Tapan sinut kirveellä ModerationResponse{id=‘modr-8783qTrGJAp2t3kNLAmtY8wB8uKsu’, model=‘text-moderation-006’, results=[Result{flagged=false, categories={sexual=false, hate=false, harassment=false, self-harm=false, sexual/minors=false, hate/threatening=false, violence/graphic=false, self-harm/intent=false, self-harm/instructions=false, harassment/threatening=false, violence=false}, category_scores={sexual=0.0010161410318687558, hate=2.1737563656643033E-4, harassment=9.192628785967827E-4, self-harm=1.8292998720426112E-4, sexual/minors=3.535413707140833E-4, hate/threatening=2.5697704404592514E-4, violence/graphic=2.761634641501587E-5, self-harm/intent=4.713524322141893E-5, self-harm/instructions=5.2454819524427876E-5, harassment/threatening=1.919300848385319E-4, violence=0.007186449598520994}}]}
I kill your with axe ModerationResponse{id=‘modr-8783s4bZwGLAJhJcq2KwIVKNqopMK’, model=‘text-moderation-006’, results=[Result{flagged=true, categories={sexual=false, hate=false, harassment=false, self-harm=false, sexual/minors=false, hate/threatening=false, violence/graphic=false, self-harm/intent=false, self-harm/instructions=false, harassment/threatening=true, violence=true}, category_scores={sexual=4.538599168881774E-4, hate=4.3008412467315793E-4, harassment=0.4044300615787506, self-harm=5.808872447232716E-5, sexual/minors=3.867456825901172E-7, hate/threatening=4.94822976179421E-4, violence/graphic=7.7569589484483E-4, self-harm/intent=2.4974851839942858E-5, self-harm/instructions=6.064902322577836E-7, harassment/threatening=0.47488856315612793, violence=0.9963110089302063}}]}
It would be challenging to implement this directly in, for example, a customer chat or a similar application.
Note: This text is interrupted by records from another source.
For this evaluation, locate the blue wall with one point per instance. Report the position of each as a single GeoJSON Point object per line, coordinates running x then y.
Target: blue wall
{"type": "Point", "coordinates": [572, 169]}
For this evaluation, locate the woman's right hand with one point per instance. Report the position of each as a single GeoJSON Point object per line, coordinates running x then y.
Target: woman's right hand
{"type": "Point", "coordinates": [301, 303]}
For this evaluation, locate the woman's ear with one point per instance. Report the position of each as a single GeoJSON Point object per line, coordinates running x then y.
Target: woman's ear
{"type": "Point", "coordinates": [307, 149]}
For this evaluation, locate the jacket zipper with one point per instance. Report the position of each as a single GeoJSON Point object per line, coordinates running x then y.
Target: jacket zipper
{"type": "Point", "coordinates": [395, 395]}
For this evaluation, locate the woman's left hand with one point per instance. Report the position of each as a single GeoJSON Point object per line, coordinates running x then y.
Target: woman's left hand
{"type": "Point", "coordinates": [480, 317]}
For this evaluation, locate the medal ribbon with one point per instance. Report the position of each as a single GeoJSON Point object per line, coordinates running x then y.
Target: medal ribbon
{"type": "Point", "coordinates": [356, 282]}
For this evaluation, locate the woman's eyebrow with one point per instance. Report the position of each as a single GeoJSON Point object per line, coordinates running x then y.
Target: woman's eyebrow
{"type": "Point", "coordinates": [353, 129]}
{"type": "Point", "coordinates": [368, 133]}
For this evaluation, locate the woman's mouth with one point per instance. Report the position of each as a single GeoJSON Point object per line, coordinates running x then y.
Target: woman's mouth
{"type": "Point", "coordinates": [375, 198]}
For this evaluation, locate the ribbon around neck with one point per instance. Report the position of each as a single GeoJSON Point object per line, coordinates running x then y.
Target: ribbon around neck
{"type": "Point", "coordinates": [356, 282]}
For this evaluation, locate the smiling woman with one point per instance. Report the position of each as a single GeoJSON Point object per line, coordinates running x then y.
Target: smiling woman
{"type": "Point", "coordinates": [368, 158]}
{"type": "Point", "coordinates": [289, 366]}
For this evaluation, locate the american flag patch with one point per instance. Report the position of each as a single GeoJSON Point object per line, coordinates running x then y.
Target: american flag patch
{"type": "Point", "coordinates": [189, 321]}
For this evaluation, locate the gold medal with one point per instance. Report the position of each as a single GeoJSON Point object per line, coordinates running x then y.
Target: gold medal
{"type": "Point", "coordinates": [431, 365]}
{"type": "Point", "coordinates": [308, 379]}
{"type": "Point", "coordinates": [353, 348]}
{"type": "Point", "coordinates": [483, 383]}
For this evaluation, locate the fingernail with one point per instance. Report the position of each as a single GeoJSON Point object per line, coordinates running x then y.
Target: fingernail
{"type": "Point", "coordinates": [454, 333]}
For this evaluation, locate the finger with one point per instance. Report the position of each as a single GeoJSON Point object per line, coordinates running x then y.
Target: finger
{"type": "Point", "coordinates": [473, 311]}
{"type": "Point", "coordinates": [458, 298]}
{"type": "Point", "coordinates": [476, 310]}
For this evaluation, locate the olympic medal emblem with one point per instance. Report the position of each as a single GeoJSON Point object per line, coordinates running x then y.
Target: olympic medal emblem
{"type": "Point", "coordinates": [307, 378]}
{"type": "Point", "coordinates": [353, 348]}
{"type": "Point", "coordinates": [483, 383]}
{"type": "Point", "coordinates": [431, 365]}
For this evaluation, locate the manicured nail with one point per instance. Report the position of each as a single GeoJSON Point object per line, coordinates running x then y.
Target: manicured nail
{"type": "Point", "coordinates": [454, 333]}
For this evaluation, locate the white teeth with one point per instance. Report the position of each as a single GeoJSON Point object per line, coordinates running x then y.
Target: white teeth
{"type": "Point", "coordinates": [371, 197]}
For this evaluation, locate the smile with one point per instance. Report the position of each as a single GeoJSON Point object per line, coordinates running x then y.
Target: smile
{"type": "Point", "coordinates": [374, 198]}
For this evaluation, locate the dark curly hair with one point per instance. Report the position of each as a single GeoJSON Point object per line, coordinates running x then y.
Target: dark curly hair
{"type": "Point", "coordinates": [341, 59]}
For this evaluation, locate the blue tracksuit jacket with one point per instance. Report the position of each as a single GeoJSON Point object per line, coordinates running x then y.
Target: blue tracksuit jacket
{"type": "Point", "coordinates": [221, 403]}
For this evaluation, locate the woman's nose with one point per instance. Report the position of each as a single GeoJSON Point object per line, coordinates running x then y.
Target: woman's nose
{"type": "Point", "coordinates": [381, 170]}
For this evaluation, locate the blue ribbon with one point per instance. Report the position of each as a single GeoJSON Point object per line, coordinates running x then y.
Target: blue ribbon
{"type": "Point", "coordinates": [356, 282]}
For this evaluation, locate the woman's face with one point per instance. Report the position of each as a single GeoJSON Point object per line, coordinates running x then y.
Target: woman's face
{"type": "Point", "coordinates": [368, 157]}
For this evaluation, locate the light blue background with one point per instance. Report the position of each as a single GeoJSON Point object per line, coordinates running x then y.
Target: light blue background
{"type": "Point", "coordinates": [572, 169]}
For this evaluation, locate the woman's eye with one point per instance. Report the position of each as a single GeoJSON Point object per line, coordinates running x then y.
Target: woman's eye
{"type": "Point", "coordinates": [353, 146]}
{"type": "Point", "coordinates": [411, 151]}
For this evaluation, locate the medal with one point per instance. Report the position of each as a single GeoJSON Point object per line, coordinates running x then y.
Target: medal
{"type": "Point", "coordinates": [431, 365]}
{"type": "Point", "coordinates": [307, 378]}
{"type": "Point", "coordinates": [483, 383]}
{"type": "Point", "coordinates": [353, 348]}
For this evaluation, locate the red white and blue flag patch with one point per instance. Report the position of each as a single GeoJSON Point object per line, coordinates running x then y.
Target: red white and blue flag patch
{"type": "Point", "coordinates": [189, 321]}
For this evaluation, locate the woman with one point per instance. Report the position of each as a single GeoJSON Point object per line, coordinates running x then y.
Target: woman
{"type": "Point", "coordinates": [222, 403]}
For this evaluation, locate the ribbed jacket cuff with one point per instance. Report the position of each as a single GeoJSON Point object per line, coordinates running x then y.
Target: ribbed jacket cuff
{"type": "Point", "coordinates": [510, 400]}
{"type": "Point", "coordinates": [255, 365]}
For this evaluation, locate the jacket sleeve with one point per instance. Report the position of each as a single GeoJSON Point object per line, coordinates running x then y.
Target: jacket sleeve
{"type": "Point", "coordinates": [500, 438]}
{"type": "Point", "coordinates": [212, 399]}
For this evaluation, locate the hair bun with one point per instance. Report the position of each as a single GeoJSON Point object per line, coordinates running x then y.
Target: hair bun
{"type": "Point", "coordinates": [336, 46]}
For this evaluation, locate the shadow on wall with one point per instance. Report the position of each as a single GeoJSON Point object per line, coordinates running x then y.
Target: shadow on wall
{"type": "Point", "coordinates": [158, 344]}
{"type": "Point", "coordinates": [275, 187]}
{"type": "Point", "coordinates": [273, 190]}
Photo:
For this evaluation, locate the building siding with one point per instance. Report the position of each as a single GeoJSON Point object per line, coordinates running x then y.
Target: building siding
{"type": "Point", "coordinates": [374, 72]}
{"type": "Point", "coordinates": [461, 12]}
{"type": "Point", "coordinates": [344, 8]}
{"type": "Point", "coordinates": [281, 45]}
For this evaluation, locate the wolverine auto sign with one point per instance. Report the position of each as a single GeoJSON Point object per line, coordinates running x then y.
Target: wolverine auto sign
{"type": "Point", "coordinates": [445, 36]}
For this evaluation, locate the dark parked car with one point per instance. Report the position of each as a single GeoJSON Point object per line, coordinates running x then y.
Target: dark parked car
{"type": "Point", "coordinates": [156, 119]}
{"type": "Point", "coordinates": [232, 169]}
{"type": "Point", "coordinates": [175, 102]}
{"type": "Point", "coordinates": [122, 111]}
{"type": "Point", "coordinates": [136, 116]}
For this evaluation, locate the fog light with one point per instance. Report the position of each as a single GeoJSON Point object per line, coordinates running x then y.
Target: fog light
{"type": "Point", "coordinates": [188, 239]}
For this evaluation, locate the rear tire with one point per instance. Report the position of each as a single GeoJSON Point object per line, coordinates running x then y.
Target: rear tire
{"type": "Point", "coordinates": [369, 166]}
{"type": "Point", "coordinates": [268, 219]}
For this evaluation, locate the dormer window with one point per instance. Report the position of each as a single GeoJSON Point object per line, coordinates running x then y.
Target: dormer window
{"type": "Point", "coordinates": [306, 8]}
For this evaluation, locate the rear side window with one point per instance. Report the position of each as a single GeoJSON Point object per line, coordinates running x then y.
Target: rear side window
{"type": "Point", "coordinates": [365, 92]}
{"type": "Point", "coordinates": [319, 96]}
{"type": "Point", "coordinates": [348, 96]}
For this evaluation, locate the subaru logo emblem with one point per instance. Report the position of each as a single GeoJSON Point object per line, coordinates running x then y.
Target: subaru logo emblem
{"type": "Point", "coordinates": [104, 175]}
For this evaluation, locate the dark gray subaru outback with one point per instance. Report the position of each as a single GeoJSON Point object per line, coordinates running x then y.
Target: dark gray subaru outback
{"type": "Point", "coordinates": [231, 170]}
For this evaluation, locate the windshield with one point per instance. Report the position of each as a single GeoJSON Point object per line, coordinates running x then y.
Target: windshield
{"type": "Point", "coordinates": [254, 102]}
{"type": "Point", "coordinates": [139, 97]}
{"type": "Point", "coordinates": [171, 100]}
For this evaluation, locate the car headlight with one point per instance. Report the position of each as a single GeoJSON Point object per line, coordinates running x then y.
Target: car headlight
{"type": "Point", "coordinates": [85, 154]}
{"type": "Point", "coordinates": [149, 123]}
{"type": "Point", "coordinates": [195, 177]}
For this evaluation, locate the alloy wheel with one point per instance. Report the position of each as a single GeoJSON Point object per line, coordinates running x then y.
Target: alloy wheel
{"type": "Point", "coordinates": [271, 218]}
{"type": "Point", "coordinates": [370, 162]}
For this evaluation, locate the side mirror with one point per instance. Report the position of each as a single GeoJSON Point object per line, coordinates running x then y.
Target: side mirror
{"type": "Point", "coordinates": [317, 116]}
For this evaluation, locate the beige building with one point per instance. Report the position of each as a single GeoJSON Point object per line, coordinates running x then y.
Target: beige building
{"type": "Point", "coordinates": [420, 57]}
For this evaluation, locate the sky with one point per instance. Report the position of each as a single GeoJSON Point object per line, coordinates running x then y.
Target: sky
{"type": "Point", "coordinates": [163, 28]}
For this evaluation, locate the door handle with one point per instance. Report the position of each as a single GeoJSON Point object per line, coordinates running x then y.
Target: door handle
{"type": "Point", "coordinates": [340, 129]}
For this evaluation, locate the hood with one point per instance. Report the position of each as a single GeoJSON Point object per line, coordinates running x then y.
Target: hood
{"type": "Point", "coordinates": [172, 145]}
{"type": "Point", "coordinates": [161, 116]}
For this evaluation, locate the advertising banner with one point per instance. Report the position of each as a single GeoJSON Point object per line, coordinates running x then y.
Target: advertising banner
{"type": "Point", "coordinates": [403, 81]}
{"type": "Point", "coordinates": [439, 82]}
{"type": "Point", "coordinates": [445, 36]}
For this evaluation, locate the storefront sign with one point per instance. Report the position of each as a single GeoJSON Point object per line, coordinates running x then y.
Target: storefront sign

And if one were to first translate everything with ChatGPT via an API call, would that application violate any rules? And how else is it categorized, especially if the context is about literature?
I have indeed read that in the moderation section of the instructions, there’s a warning that everything doesn’t work as intended for less commonly used languages
I guess I’m still a bit out of the loop on these matters.